Keywords: Eastern Arc Mountains; Phyllastrephus cabanisi; RangeShifter; SEPM; connectivity; conservation planning; demography; dispersal; fragmentation; habitat network.

Figure 1

Location of forest fragments and exotic plantations which were converted to habitat patches under scenarios EXOTIC‐S (1 [MB], 2 [SU], 3 [WM], 4 [WR]) and EXOTIC‐L (5 [YA]). For clarity, we show relatively permeable matrix land‐cover types (indigenous forest, exotic plantation, agroforestry and bush) in grey and less permeable types in white (agricultural fields) (see Fig. S1 for a colour map). The transparent zones connecting patches indicate corridors used for the creation of stepping stones under scenario MATRIX‐C. The total area considered for the simulations was 145·6 km² (dark grey in lower inset).
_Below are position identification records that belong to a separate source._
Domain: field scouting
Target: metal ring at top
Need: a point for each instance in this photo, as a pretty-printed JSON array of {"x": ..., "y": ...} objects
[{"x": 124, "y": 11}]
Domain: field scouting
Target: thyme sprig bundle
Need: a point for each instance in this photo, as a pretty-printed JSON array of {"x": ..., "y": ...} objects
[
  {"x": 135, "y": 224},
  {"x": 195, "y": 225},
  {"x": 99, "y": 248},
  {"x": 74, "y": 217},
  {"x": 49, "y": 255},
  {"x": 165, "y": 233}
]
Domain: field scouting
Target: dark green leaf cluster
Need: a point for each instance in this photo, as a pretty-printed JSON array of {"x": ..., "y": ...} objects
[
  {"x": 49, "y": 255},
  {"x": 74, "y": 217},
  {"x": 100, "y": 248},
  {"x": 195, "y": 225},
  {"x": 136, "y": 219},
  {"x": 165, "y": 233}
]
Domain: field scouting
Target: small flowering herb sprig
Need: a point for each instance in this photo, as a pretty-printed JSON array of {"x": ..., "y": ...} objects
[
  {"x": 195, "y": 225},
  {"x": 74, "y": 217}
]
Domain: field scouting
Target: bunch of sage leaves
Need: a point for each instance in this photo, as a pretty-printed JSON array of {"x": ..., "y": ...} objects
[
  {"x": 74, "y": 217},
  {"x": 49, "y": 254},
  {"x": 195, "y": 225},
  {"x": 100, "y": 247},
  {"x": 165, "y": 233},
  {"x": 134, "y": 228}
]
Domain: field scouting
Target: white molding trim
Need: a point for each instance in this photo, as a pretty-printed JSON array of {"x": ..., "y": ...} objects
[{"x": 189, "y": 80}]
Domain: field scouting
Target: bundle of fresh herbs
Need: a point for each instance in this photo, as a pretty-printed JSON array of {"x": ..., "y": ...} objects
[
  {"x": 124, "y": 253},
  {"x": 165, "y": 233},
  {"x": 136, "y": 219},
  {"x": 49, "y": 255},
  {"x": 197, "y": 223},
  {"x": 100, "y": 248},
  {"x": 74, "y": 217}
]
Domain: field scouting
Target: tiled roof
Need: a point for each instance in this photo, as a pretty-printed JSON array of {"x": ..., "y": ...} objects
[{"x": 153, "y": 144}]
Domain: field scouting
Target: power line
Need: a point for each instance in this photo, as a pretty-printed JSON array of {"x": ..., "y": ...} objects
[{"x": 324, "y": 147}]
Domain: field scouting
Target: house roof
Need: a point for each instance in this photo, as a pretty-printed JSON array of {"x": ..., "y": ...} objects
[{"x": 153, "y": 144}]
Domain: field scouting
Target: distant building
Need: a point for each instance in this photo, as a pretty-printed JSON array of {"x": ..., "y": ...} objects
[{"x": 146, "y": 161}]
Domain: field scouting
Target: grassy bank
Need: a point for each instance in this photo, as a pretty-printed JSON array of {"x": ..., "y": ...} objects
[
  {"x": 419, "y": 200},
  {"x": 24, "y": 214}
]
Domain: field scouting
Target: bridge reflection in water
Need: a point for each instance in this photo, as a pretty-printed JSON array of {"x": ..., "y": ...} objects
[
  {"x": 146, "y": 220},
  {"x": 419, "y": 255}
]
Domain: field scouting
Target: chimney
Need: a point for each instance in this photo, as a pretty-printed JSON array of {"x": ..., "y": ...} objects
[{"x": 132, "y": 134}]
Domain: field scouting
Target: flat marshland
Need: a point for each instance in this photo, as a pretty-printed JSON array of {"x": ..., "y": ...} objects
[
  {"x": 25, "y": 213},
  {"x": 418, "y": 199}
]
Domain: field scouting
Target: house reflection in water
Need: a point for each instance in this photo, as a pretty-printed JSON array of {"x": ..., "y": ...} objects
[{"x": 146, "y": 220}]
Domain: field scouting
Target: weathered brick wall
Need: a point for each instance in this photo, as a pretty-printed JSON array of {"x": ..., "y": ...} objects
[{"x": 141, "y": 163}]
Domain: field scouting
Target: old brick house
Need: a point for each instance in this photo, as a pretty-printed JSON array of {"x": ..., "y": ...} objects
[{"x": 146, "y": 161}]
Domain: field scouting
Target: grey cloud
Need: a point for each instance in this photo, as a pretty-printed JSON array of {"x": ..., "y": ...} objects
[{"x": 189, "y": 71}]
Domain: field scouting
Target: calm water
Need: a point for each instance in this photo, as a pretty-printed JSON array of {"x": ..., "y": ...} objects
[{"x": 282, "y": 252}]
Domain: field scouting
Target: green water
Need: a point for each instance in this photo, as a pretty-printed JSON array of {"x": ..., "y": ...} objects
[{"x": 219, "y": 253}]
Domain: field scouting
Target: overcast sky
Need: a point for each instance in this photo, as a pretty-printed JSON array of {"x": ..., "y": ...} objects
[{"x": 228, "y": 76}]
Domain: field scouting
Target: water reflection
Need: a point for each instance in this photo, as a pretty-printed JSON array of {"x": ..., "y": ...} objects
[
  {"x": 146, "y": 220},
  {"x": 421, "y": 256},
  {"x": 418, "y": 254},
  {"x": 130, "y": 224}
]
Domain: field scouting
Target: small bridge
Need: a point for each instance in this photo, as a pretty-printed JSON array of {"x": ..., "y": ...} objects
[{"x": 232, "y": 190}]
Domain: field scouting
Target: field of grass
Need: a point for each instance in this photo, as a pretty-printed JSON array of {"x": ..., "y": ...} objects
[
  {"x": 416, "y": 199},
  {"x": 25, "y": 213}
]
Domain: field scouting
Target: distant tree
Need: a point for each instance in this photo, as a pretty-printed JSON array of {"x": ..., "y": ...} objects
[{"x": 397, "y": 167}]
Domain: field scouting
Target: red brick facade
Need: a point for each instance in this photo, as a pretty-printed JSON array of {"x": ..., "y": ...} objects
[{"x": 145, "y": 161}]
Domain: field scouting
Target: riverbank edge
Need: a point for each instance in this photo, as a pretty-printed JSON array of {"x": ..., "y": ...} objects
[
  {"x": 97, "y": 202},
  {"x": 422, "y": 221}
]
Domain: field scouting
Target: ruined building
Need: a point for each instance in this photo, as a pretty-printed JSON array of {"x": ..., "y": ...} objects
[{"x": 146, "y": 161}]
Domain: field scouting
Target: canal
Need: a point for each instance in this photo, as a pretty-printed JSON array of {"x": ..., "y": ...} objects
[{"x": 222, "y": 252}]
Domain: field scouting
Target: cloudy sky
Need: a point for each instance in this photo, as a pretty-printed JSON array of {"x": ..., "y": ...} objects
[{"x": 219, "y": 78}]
Map of EAM modified from Platts et al. (2011).

Figure 2

Percentage change in mean projected population size relative to the baseline under five management scenarios: habitat restoration of degraded forest patches (RESTORE), creating stepping stones in the matrix randomly (MATRIX‐R) or within corridors connecting patches (MATRIX‐C), and converting exotic plantations to forest habitat of either several small patches (EXOTIC‐S) or one large patch (EXOTIC‐L).

Figure 3

Mean dispersal success (proportion of emigrants successfully settling in a non‐natal patch) in each scenario relative to that of the baseline scenario (i.e. 0·232).

Figure 4

Mean yearly immigration rates and probabilities of patch occupancy for each patch under five management scenarios relative to the baseline scenario (see Table S1). Only patches considered in every simulation are shown.

Figure 5

Mean yearly immigration rates for each patch under six scenarios (A [baseline], B [RESTORE], C [MATRIX‐R], D [MATRIX‐C], E [EXOTIC‐S], F [EXOTIC‐L]) and for the four patches converted under the EXOTIC‐S scenario (1 [MB], 2 [SU], 3 [WM], 4 [WR]). Each bar depicts the mean number of immigrants per year originating from a large patch (CH or NG), from one of the smaller existing patches and from a converted plantation.

Figure 6

Mean yearly population sizes predicted for the newly created habitat patches under the EXOTIC‐S (a) and EXOTIC‐L (b) scenarios. The dashed line represents the population size expected for each patch assuming that converted plantations can support populations at a density of 1·09 individuals per ha (i.e. the estimated current density in low‐quality forest patches).